KURUMLARIN İŞTİRAK HİSSESİ ve GAYRİMENKUL SATIŞLARINDA
KATMA DEĞER VERGİSİ İSTİSNASI
(KDVK Md.17/4-r)
5281 sayılı Kanunun 33 üncü maddesiyle KDVK’nun 17/4 maddesine eklenen (r) bendiyle; Geçici 10. madde yerine geçmek ve 01.01.2005’ten itibaren uygulanmak üzere kurumların iştirak hissesi ve gayrimenkul satışlarında KDV istisnası öngörülmüştür.
Sözkonusu hükme göre, kurumların en az iki tam yıl süreyle aktiflerinde yer alan iştirak hisseleri ile gayrimenkullerinin satışı suretiyle gerçekleşen devir ve teslimleri, bankalara borçlu olanların ve kefillerinin borçlarına karşılık gayrimenkul ve iştirak hisselerinin (müzayede mahallerinde yapılan satışlar dahil) bankalara devir ve teslimleri KDV’nden istisna edilmiştir.
Bu istisna ile ilgili belli bazı özellikler aşağıda özetlenmiştir :
• Eskiden Geçici 10 uncu madde kapsamında düzenlenmiş bulunan aynı amaçlı istisna hükmü, tamamen KVK’nun Geçici 28/a ve Geçici 29 uncu maddeleri kapsamında yapılan işlemlere hasredilmiş olduğundan o maddelerdeki şartların yerine getirilmiş olması KDV istisnası uygulaması açısından da zorunluluk arz etmekteydi.
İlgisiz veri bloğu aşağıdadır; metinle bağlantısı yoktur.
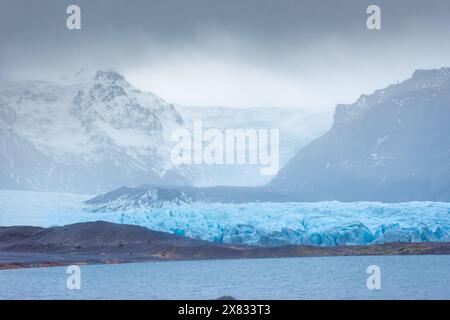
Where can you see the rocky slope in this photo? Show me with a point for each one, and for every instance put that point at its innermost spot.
(390, 146)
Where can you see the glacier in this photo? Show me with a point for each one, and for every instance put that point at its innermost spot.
(328, 223)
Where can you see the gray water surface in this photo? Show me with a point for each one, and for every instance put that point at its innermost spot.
(402, 277)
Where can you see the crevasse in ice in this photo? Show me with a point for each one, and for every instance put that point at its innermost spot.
(321, 223)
Örneğin kazancın sermayeye ilave edilmiş olması şartı KV istisnası yanında KDV istisnasının uygulanması için de bir şarttı. Yeni hükümde KDV istisnası hiçbir kanuna bağlı olmaksızın tanımlanmış olduğu için, bu tür satışlarda KDV istisnasının uygulanması, doğan kazancın sermayeye ilave edilmesi ve dolayısıyla KV istisnasından da yararlanılmış olması şartına bağlı değildir. Hatta bu nedenle, eskiden zararına satış hallerinde KV istisnasına ihtiyaç olmadığı ve sermayeye ilave işlemi de yapılamadığı için teslim bedeli üzerinden KDV istisnasının da uygulanamaması şeklinde ortaya çıkan uygulama da ortadan kalkmış olacaktır. Kısacası, satış bedeli ne olursa olsun, satıştan kâr ya da zarar doğup doğmadığına ve KV açısından istisnadan yararlanılıp yararlanılmadığına ve dolayısıyla doğan kazancın sermayeye ilave edilip edilmediğine bakılmaksızın, diğer şartlar mevcutsa KDV istisnası uygulanacaktır.
• KDV istisnası uygulanabilmesi için kurumun sözkonusu iştirak hisseleri ve gayrimenkullere en az iki tam yıl (730 gün) süreyle sahip olması gerekmektedir.
• Hisse senedi teslimleri KDVK’nun 17/4-g hükmünde KDV’den zaten istisna edilmiş olduğundan, hisse senedi ile temsil edilen iştirak hissesi satışları yönünden bu hüküm yeni bir istisna getirmemektedir. (Hisse senedi ile temsil edilen iştirak hisseleri hiçbir şarta bağlı olmaksızın ve öteden beri KDV den müstesnadır.) Ancak hisse senedi ile temsil edilmeyen iştirak hisseleri için diğer şartlar mevcutsa KDV istisnası bu hükme göre uygulanabilir.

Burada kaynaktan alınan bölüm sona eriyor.